Oliver Schneller

(1966 - )

photo du compositeur en couleur
Manu Theobald © Ernst von Siemens Music Foundation

Born 1966 in Cologne, he studied composition at New England Conservatory of Music in Boston, and at Columbia University in New York where he completed his doctorate in composition with Tristan Murail in 2002. From 2002-2004 he worked in Paris as a “compositeur en recherche” at IRCAM. The focus of Oliver Schneller’s compositional work lies in the creation of works which combine musical instruments, architectural spaces, and live computer processing. Often his works include spatial parameters such as particular combinations of instruments and loud speakers distributed throughout the performance space. As a saxophonist active in both the classical repertoire and jazz, he has performed with the George Russell Bigband, with John Zorn, Tan Dun, the Tanglewood Symphony Orchestra, and the Gustav Mahler Youth Symphony under Seiji Ozawa.

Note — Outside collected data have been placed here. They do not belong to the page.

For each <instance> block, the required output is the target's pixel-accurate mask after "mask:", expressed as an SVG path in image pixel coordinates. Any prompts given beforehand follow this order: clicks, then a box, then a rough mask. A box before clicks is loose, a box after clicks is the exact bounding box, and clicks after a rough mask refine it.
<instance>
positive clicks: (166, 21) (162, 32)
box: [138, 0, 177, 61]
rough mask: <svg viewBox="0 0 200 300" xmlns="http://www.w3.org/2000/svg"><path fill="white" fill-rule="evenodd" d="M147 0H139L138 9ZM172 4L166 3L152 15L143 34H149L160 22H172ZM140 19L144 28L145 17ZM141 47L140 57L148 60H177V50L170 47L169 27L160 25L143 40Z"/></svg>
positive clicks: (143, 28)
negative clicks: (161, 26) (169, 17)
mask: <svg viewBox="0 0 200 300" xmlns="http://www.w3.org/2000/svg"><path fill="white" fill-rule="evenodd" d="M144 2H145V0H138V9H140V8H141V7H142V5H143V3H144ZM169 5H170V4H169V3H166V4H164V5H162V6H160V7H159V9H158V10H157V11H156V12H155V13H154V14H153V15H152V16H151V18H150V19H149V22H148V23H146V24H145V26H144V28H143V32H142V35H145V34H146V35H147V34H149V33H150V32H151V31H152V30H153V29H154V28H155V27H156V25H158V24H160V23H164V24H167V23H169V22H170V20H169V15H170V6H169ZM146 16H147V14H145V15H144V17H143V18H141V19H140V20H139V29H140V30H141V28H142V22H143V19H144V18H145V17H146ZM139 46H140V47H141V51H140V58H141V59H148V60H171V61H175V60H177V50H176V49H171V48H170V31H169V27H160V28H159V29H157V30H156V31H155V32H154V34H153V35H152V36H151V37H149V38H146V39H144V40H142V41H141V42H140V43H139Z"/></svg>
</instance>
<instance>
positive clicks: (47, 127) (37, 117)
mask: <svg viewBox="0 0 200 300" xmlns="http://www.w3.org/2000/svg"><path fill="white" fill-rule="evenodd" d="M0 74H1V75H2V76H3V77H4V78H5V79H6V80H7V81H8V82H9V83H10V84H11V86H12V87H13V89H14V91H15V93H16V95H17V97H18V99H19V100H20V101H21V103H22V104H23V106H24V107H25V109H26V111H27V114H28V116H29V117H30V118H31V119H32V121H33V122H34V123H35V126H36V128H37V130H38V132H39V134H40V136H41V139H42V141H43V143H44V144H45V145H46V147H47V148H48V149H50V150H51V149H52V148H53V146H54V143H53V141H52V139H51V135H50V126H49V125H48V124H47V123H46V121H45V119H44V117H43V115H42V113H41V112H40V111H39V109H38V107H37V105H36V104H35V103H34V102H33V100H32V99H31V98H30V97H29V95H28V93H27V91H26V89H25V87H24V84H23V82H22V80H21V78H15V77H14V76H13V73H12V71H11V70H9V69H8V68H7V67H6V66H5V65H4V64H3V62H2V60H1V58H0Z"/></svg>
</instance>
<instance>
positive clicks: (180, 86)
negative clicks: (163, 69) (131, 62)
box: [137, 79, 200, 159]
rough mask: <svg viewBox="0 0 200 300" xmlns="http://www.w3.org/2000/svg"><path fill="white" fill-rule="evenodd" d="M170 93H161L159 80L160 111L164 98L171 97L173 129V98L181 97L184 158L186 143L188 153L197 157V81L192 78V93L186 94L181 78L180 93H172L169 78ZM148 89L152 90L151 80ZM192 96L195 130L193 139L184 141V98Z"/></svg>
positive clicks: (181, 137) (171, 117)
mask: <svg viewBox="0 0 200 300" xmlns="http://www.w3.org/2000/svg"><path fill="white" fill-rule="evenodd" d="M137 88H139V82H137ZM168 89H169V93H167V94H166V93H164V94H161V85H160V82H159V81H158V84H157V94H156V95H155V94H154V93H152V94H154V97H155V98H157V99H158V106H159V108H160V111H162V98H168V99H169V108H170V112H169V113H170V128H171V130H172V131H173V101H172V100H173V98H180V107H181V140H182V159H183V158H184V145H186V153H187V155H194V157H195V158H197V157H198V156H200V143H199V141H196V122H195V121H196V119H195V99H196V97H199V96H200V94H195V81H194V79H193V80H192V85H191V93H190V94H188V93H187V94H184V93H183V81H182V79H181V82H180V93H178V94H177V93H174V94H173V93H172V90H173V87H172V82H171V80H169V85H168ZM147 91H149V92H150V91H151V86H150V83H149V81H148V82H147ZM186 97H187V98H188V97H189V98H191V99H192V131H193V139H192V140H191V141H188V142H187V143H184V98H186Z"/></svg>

He has won multiple awards, including the Rome-Prize of the German Academy, the 2010 Siemens Prize for Composition, and the Edgar-Varèse-Guest-Professorship of Technical University Berlin. His compositional works have been presented at numerous leading international music festivals by Ensemble Intercontemporain, Ensemble Modern, musikFabrik, Orchestre National de France, Beijing Symphony, among many others. From 2015 to 2019 he served as a tenured professor of composition at the Eastman School of Music in Rochester, NY, where he was also the director of the Eastman Audio Research Center. In 2019 he was appointed Professor of Composition at the Robert Schumann Conservatory of Music in Düsseldorf, Germany, where he also founded the SoundCube, a laboratory for experimental music and spatialized sound.